課税される場合とされない場合があり、どのような原因で受け取ったかによって、取扱いが異なります。

課税されるもの

  • 債務不履行により受け取るもの
    ・・・違約金、遅延利息
  • 必要経費に算入される金額を補てんするために受け取るもの
    ・・・従業員の給料、一時借店舗の賃貸料、その他通常の維持管理費用などを補てんするもの
  • 資産の損害を原因に受け取るもので、棚卸資産などの収入金額に代わる性質を有するもの
    ・・・棚卸資産の火災保険金、特許権の侵害による補償金
  • 店舗、車両などの固定資産の損害による収益の補償
    ・・・復旧期間中の休業補償金
  • 資産そのものの損害の補償で約束されているもの
    ・・・収用などにより漁業権などが消滅するために受け取るもの

課税されないもの(非課税のもの)

  • 身体の傷害や心身の損害を原因に受け取るもので、給与または収益の補償
    ・・・給与所得者が加害者から受け取る給与の補償料
    ・・・事業所得者が加害者から受け取る収益の補償料など
  • 身体の傷害や心身の損害を原因に受け取るもので、慰謝料その他精神的補償料など
    ・・・示談金、慰謝料
  • 身体の傷害や心身の損害を原因に受け取るもので、見舞金
    ・・・いわゆる災害見舞金で相当なもの
  • 資産の損害を原因に受け取るもので、資産そのものの損害の補償で突発的なもの
    ・・・店舗、車両の損害により受け取る損害賠償金、火災保険金(必要経費に算入される金額を補てんする部分を除く)

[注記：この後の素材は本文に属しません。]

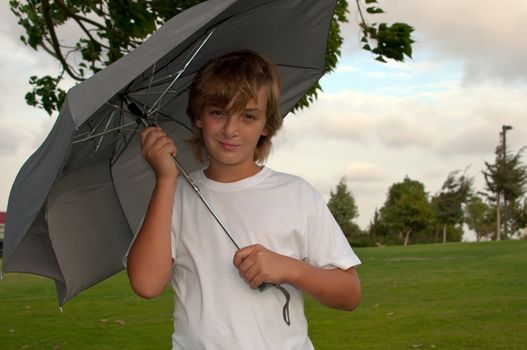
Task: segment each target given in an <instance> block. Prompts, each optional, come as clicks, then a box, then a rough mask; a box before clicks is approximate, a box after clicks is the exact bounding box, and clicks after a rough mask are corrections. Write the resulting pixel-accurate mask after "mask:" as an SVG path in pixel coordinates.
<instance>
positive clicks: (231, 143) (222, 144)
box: [219, 141, 239, 151]
mask: <svg viewBox="0 0 527 350" xmlns="http://www.w3.org/2000/svg"><path fill="white" fill-rule="evenodd" d="M219 142H220V145H221V147H222V148H223V149H225V150H227V151H234V150H235V149H236V148H238V146H239V145H236V144H232V143H228V142H222V141H219Z"/></svg>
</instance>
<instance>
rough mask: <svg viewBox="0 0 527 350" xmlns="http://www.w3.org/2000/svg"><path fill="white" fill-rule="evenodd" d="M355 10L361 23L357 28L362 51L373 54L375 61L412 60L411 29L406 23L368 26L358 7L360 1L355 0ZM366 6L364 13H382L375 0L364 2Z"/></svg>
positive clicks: (373, 23)
mask: <svg viewBox="0 0 527 350" xmlns="http://www.w3.org/2000/svg"><path fill="white" fill-rule="evenodd" d="M356 2H357V9H358V11H359V15H360V18H361V21H360V23H359V26H360V28H361V31H362V39H361V42H362V43H363V45H362V48H363V49H364V50H367V51H370V52H372V53H374V54H375V55H376V56H377V57H376V58H375V59H376V60H377V61H380V62H386V59H393V60H395V61H404V57H405V56H406V57H408V58H412V44H413V43H414V40H413V39H412V32H413V31H414V29H413V27H411V26H410V25H408V24H406V23H399V22H397V23H394V24H392V25H388V24H386V23H372V24H368V22H367V21H366V19H365V17H364V13H363V10H362V8H361V5H360V0H356ZM364 2H365V4H366V12H367V13H368V14H370V15H373V14H382V13H384V11H383V10H382V9H381V8H380V7H378V1H377V0H364ZM370 41H374V42H375V43H376V46H375V47H372V46H371V45H370Z"/></svg>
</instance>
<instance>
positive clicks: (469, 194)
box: [432, 170, 474, 243]
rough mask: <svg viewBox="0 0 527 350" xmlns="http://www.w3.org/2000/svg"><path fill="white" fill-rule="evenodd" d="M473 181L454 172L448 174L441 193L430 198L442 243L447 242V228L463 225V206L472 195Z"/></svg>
mask: <svg viewBox="0 0 527 350" xmlns="http://www.w3.org/2000/svg"><path fill="white" fill-rule="evenodd" d="M473 182H474V179H472V178H470V177H467V175H466V174H465V173H463V174H460V171H459V170H455V171H453V172H451V173H450V174H448V177H447V179H446V180H445V182H444V183H443V186H442V187H441V191H440V192H439V193H438V194H437V195H435V196H434V197H433V198H432V208H433V210H434V213H435V216H436V218H437V220H438V222H439V224H440V225H441V226H442V231H443V243H446V241H447V227H448V226H451V227H454V226H455V225H459V226H461V225H462V224H463V219H464V215H463V214H464V213H463V205H464V204H465V203H466V202H467V201H468V199H469V198H470V196H471V194H472V186H473Z"/></svg>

基本的に、身体の傷害や心身に加えられた損害を原因に受け取るものは、非課税と考えていいようです。

生命保険金にかかる税金

生命保険契約の満期保険金にかかる税金は、契約者(保険料負担者)と保険金受取人が誰かによって異なります

契約者(保険料負担者)と保険金受取人が同じ場合。

この場合は、本人に所得税(一時所得)がかかります。

計算式は、
{(満期保険金-払込保険料の総額)-50万円}×1/2=所得税(一時所得)の対象

50万円の特別控除があり、さらに控除後の2分の1だけが税金の対象となりますから、かなり有利です。

契約者(保険料負担者)が保険金受取人が異なる場合。

この場合は、保険金受取人に贈与税がかかります。

計算式は、
満期保険金-110万円(基礎控除)=贈与税の対象

満期保険金から110万円のみの控除となりますから、税負担は所得税(一時所得)よりも重たくなります。

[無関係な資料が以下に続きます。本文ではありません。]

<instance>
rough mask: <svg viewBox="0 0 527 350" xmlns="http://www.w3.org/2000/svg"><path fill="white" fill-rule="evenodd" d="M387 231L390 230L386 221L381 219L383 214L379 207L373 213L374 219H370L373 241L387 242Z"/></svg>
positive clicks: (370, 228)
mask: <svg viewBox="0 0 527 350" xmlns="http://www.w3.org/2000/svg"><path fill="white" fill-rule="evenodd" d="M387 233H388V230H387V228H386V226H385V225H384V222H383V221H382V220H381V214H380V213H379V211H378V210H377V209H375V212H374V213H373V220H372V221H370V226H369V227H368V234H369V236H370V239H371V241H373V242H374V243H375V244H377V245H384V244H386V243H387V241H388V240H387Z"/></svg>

生命保険契約の死亡保険金は、通常、相続税がかかります。

契約者(保険料負担者)と被保険者が同じで死亡した場合。

相続税の対象となりますが、非課税枠があります。

計算式は、
500万円×法定相続人数=非課税となる金額

非課税枠は法定相続人が多ければ多いほど有利になります。

まとめると、

  • 自分が保険料を払い込んで、自分が保険金をもらう。・・・所得税がかかる(投資の意味合いが強い)。
  • 自分が保険料を払い込んだのに、自分がもらえない場合。
    • 自分が生きている。・・・贈与税がかかる(死んでいないので相続ではない)。
    • 自分が死んでしまった。・・・相続税がかかる(死んでしまったので相続)。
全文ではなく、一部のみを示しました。